Maurice Baker was forty-eight this year, and his weight had already surpassed 197 kilograms. This was the result of long hours spent with words and paper. He had no regular eating habits and drank heavily. His battered body, however, had a particular fondness for foods rich in nitrites, like smoked meat and grilled sausages. This made him look much older than his actual age, and his gray-white hair was growing ever thinner. The tall, handsome figure in his photo at age twenty had become completely bloated and misshapen, but his stubbornly persistent character had not changed in the slightest.

He sat in a swivel chair that creaked under his solid bulk, his thick, stubby fingers slowly stirring a strong coffee with double sugar cubes and creamer. His eyes, squeezed into a narrow slit by wrinkles and fat, remained fixed on the file on his desk.

On the upper right corner of the open folder, the photo of Isaac Carter that the military police had just submitted a few hours ago was prominently attached.

“What an interesting little fellow.”

Maurice Baker muttered, shaking his head and taking a large sip of the thick coffee.

As the division’s chief intelligence officer, this was the first time he had encountered such a situation.

The whole incident was actually not that complicated—a young man who had saved several Earth Federation soldiers on the battlefield returned to the base with those he had rescued. In a normal story, he should have received rewards and praise. The problem was... this young man in an old military uniform claimed to be the only survivor of the reorganized 81st Division.

In the raid eighteen years ago, not a single member of the unit defending the S12 mining area survived.

This was an open secret in the Earth Federation.

Maurice Baker did not believe Isaac Carter was a spy.

Identity verification was an extremely complex matter—every citizen of the Republic, from birth, had to have their information entered into the Census Bureau’s database. The records included fingerprints, genes, iris identification codes, as well as the probability and compatibility ratios of their parents producing offspring... A personal identity file contained as many as fifteen thousand characters. Even if the Pan-Union military intelligence really wanted to use the old battlefield rescue trick to secretly plant an infiltrator in the Earth Federation, they would never just randomly pick some inexplicable person.
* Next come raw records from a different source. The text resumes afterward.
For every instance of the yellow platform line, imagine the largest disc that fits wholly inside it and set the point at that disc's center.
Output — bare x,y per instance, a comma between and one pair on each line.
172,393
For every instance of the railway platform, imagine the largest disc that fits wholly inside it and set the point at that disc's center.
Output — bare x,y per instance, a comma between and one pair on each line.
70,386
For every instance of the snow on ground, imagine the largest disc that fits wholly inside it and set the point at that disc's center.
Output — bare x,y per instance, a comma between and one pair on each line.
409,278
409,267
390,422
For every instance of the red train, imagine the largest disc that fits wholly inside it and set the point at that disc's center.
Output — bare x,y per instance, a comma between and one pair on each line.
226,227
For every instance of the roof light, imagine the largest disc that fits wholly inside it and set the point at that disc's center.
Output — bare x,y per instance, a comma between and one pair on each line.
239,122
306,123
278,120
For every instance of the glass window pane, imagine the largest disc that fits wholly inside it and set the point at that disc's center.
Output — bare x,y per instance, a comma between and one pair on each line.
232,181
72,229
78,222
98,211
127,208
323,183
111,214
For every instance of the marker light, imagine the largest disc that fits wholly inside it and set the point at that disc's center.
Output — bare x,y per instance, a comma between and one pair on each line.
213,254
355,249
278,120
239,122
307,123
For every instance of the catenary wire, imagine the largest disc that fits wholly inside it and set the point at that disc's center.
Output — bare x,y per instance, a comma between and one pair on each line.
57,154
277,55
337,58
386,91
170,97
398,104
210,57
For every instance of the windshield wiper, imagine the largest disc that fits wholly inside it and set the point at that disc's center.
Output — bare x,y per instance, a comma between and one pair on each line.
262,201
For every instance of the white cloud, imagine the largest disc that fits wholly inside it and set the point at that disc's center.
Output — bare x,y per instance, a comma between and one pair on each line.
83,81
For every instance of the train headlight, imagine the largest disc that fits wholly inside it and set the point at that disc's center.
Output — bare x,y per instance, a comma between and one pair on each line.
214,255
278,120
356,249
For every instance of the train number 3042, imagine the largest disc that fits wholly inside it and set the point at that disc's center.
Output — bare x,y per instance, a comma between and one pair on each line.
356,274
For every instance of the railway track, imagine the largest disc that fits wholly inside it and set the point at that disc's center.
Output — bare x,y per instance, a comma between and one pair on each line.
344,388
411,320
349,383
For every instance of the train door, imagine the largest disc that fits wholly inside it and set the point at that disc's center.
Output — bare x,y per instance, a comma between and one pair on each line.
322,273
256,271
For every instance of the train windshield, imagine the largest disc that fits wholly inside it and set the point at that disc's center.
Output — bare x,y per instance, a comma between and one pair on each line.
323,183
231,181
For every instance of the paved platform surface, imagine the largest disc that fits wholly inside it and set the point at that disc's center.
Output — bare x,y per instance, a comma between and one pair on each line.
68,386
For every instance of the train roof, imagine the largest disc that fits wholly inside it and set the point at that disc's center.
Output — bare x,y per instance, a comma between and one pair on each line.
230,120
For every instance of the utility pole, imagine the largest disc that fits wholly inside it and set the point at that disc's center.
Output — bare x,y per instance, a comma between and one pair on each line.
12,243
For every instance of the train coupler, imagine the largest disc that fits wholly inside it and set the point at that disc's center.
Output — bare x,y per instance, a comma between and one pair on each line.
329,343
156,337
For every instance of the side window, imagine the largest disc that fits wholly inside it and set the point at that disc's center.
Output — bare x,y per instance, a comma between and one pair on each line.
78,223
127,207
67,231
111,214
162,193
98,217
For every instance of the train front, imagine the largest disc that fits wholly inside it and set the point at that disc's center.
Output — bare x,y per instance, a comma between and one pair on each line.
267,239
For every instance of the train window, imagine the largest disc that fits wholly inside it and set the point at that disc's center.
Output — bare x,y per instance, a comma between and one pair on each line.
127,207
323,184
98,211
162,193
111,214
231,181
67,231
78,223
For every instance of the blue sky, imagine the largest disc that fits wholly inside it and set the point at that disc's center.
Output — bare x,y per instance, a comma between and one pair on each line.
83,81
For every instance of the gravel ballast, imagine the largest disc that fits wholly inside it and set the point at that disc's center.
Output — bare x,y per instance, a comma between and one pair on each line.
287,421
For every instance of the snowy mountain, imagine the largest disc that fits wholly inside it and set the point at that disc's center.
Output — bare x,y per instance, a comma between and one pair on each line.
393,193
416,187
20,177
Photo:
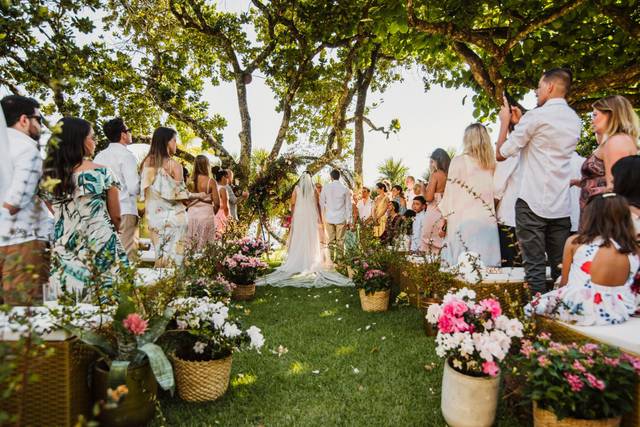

A spy could sneak into the Federation under any identity. But they would never use the special designation of the reorganized 81st Division.

But then, how could he explain what had just happened right under his nose?

All members of William Grant’s squad testified that this young man named Isaac Carter came from the north. His shooting position during the battle was also deep within the S12 mining area.

Other than mutated creatures and ghosts infected by radiation, there should be no living humans in that place.

How did he manage to shoot from a distance of over 4,500 meters?